If you are impatient to know how many blue egg genes the rooster has, there is a DNA test:
https://iqbirdtesting.com/blueegg
But if you intend to hatch eggs and raise chicks anyway, no matter what color eggs they lay, then you could just wait to see what color his daughters lay, and that will give you the answer without paying for the test.
 
With the Rhode Island Reds as mothers, I think you would get green, not the darker shade that people are calling "olive." To get olive eggs, you would want to use a hen that produces very dark brown eggs (Marans or Welsummer are the usual choices.) Rhode Island Reds do not usually have the genes to produce eggs that dark.

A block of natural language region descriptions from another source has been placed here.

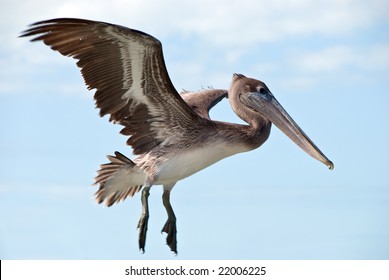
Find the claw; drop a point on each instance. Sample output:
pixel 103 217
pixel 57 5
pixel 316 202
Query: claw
pixel 142 226
pixel 171 229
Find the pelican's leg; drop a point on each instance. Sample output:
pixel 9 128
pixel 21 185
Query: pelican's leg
pixel 170 225
pixel 144 218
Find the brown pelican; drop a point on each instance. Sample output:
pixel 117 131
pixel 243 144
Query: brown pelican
pixel 172 139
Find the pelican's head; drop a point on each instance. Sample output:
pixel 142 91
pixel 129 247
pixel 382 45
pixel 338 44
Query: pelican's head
pixel 252 99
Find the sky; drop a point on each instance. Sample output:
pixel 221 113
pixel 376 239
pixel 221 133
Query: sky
pixel 327 63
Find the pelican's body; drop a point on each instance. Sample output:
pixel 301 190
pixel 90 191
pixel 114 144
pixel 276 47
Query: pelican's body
pixel 172 135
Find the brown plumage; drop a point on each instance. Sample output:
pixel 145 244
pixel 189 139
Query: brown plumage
pixel 173 138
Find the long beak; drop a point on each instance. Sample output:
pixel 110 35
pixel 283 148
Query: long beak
pixel 267 105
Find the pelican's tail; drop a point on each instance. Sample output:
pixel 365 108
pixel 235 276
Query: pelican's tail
pixel 117 179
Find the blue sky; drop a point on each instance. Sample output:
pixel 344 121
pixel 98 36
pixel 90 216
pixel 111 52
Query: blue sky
pixel 327 62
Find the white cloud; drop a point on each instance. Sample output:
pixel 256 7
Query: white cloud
pixel 233 29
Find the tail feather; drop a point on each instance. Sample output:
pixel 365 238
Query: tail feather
pixel 112 178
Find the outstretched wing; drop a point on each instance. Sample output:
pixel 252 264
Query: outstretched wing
pixel 127 69
pixel 202 101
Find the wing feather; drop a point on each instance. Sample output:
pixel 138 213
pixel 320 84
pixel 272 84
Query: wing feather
pixel 127 69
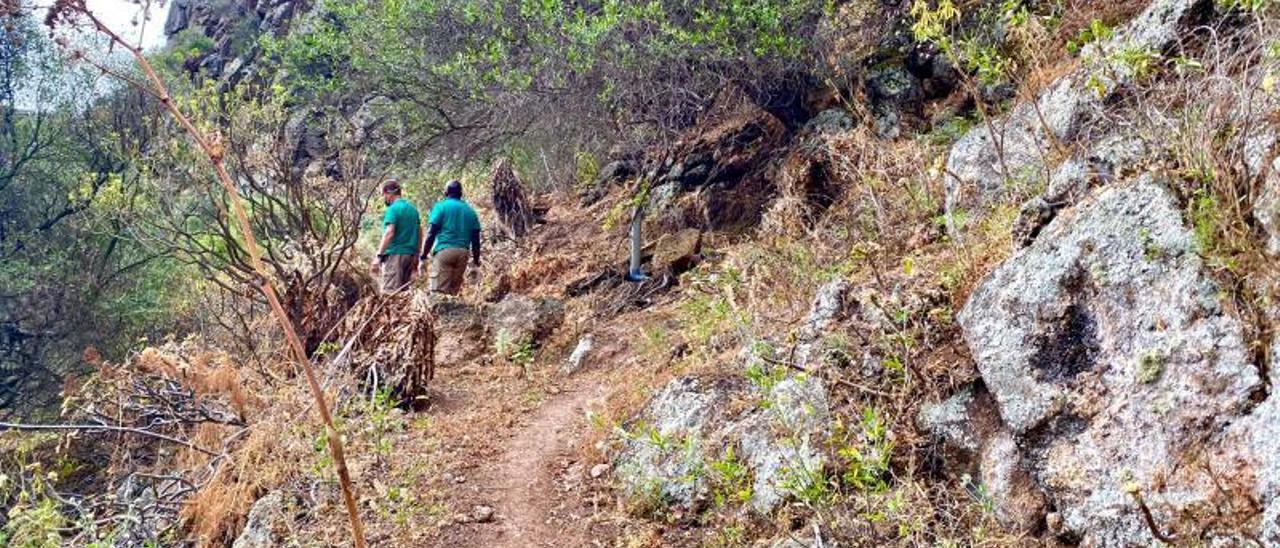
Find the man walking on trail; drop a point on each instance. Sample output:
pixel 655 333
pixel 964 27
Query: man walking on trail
pixel 402 234
pixel 455 228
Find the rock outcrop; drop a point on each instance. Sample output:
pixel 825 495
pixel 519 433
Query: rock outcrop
pixel 1112 368
pixel 668 452
pixel 525 319
pixel 266 520
pixel 1018 145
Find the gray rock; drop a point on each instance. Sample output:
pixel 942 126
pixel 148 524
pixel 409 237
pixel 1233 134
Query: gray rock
pixel 964 421
pixel 969 427
pixel 520 318
pixel 178 18
pixel 978 169
pixel 1107 351
pixel 689 424
pixel 579 356
pixel 828 122
pixel 828 306
pixel 265 524
pixel 1070 182
pixel 781 443
pixel 662 452
pixel 481 514
pixel 1266 209
pixel 1015 498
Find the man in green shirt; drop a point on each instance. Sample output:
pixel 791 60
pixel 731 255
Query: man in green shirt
pixel 402 236
pixel 455 228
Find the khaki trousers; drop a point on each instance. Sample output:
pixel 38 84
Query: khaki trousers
pixel 448 269
pixel 397 273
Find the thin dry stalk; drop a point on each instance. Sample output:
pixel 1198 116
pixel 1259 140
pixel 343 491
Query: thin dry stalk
pixel 213 149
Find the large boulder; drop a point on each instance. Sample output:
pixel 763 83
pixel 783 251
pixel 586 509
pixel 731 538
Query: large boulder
pixel 668 451
pixel 1110 359
pixel 1109 159
pixel 519 318
pixel 663 450
pixel 979 168
pixel 781 441
pixel 268 523
pixel 977 444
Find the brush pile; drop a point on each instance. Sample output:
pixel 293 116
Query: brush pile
pixel 392 339
pixel 513 208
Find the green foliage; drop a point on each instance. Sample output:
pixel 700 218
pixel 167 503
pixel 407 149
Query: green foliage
pixel 519 64
pixel 987 53
pixel 35 524
pixel 1244 5
pixel 731 479
pixel 72 273
pixel 807 483
pixel 1097 31
pixel 1206 220
pixel 516 350
pixel 867 456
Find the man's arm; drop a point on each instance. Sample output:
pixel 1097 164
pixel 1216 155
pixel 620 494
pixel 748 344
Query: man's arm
pixel 430 240
pixel 387 240
pixel 475 247
pixel 382 247
pixel 421 242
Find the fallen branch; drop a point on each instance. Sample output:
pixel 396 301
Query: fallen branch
pixel 837 379
pixel 1147 517
pixel 105 428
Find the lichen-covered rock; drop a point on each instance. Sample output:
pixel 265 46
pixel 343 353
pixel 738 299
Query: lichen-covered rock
pixel 781 443
pixel 978 168
pixel 1110 356
pixel 668 450
pixel 828 306
pixel 520 318
pixel 1266 209
pixel 266 523
pixel 664 447
pixel 577 359
pixel 1072 179
pixel 978 444
pixel 1015 498
pixel 676 254
pixel 965 421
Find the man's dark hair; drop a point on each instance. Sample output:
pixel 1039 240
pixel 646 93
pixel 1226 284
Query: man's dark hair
pixel 453 188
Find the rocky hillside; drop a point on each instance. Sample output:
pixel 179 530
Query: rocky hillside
pixel 997 274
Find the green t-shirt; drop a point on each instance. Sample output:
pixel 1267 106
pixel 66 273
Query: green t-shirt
pixel 457 223
pixel 405 218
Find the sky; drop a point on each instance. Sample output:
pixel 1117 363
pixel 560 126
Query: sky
pixel 120 17
pixel 117 14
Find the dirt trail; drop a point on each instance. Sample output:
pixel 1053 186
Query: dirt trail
pixel 530 474
pixel 531 478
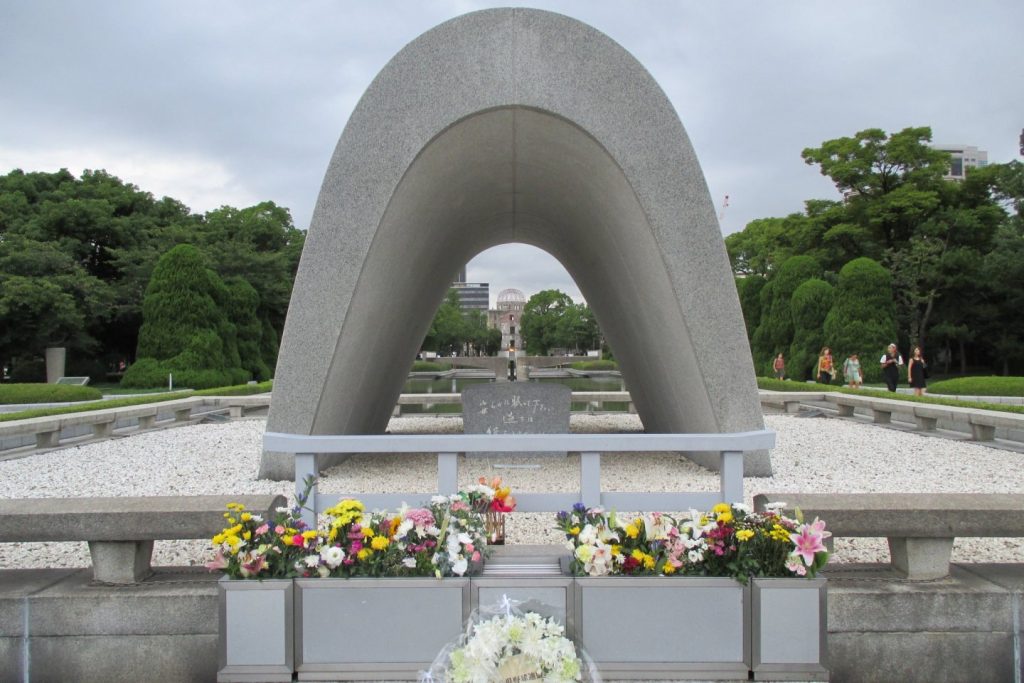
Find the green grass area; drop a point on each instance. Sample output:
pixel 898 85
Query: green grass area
pixel 46 393
pixel 239 390
pixel 936 400
pixel 980 386
pixel 594 365
pixel 787 385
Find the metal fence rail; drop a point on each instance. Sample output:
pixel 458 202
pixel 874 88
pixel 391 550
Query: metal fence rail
pixel 731 447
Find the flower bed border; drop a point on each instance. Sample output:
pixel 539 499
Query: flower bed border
pixel 671 629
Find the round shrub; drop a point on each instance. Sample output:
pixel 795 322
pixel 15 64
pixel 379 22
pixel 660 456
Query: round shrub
pixel 810 304
pixel 862 318
pixel 775 332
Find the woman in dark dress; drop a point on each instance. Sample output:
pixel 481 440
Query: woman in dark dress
pixel 891 361
pixel 915 372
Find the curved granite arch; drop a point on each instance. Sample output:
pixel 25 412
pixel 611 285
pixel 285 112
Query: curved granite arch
pixel 514 125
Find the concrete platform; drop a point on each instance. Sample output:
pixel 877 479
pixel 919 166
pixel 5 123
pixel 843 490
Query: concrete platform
pixel 881 628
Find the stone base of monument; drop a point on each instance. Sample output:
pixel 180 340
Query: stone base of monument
pixel 517 408
pixel 679 628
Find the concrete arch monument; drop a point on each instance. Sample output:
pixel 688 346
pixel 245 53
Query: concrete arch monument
pixel 501 126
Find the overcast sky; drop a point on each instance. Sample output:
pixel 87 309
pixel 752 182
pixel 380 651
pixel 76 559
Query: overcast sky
pixel 237 102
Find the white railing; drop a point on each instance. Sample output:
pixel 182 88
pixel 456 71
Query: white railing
pixel 448 446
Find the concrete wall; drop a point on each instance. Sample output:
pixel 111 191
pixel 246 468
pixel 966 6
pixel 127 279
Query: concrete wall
pixel 881 629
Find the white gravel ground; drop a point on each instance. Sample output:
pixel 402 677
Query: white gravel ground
pixel 811 455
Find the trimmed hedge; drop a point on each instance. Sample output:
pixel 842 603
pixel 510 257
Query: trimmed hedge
pixel 97 406
pixel 239 390
pixel 980 386
pixel 771 384
pixel 46 393
pixel 787 385
pixel 594 365
pixel 882 393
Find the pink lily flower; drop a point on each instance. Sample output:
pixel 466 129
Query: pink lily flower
pixel 218 562
pixel 808 543
pixel 818 525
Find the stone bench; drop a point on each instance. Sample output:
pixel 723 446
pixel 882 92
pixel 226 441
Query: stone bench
pixel 47 429
pixel 239 406
pixel 982 423
pixel 790 400
pixel 920 527
pixel 882 409
pixel 121 530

But that is assuming the chicks have the blue egg gene at all. If the rooster hatched from a blue egg, then you know his mother had at least one blue egg gene. But you don't know if she gave it to him, or if she also had a gene for not-blue eggs and maybe gave that to him instead. And you also do not know what egg color genes he got from his father.

So the rooster may have no blue egg genes. Crossed to a Rhode Island Red hen, that would produce daughters who lay brown eggs.

Or the rooster may have one blue egg gene. With a Rhode Island Red hen, he would produce some daughters that lay brown eggs and some that lay green eggs (roughly equal numbers each way.)

Or the rooster may have two blue egg genes, so he would have to give one to every chick he sires. If that is the case, crossing him to Rhode Island Red hens will give daughters that lay green eggs, with no daughters laying brown.

If you are impatient to know how many blue egg genes the rooster has, there is a DNA test:
https://iqbirdtesting.com/blueegg
But if you intend to hatch eggs and raise chicks anyway, no matter what color eggs they lay, then you could just wait to see what color his daughters lay, and that will give you the answer without paying for the test.
Thanks very much for all that info. Very helpful!